I understand the feeling of simmering resentment. I can only tell you what helps me; it may not be of help to you, but maybe it will.
I move on with my life if there doesn't seem to be any way to resolve or make situations better. This is not an easy task at all. I can feel very misanthropic, due to how difficult it is for me to get along with others. It is such a struggle, that it seems not to be worth the effort. I am going to try a different approach -- it may not work, but my current lifestyle isn't functional enough for me to keep trying.
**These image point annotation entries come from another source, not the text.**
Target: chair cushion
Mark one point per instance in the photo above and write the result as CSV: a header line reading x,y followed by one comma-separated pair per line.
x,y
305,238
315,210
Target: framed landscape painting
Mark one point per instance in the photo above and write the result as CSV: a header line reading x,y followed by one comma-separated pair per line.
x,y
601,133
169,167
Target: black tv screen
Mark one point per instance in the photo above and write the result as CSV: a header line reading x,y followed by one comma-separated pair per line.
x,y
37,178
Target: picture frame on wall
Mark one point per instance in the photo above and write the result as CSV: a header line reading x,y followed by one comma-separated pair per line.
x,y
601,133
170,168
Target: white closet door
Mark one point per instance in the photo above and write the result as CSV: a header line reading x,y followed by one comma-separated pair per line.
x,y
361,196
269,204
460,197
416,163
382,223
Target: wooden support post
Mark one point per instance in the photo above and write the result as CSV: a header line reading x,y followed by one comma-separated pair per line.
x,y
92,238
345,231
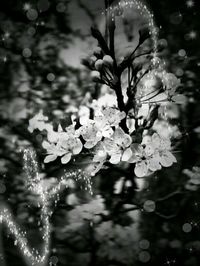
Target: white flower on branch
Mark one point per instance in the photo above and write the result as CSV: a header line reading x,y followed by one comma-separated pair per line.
x,y
67,144
150,157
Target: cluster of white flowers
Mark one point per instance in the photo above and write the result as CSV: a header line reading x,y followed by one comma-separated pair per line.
x,y
106,140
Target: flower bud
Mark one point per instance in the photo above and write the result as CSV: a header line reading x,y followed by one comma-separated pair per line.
x,y
99,64
108,60
95,75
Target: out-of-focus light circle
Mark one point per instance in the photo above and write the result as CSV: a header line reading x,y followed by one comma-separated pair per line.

I want to enjoy life and be productive, constructive, and be a positive influence. I can't do that if I am so miserable that it makes me hate everyone. It is up to me to find a lifestyle that will support my needs and wants. I've decided to try visiting another country for a while, and join a volunteer work program. I am learning a new language just to find out if I can find somewhere I fit in, or at least find a place I don't want to commit suicide/homicide, or both. I am a proactive problem solver, but sometimes situations are just too broken to continue to patch up. Similar to a leaky ship -- sometimes it is so damaged that you have to just scrap the whole thing and start over. Yep, it sucks, but the longer you wait, and keep trying the same things to fix conflicts, the more time you lose to a nonfunctional life.
Oh, that saying "sink or swim" fits in here I think. I choose to swim. I hope you do too.
I also hope you don't have a water phobia, or that idiom is an unfortunate choice for me to have used.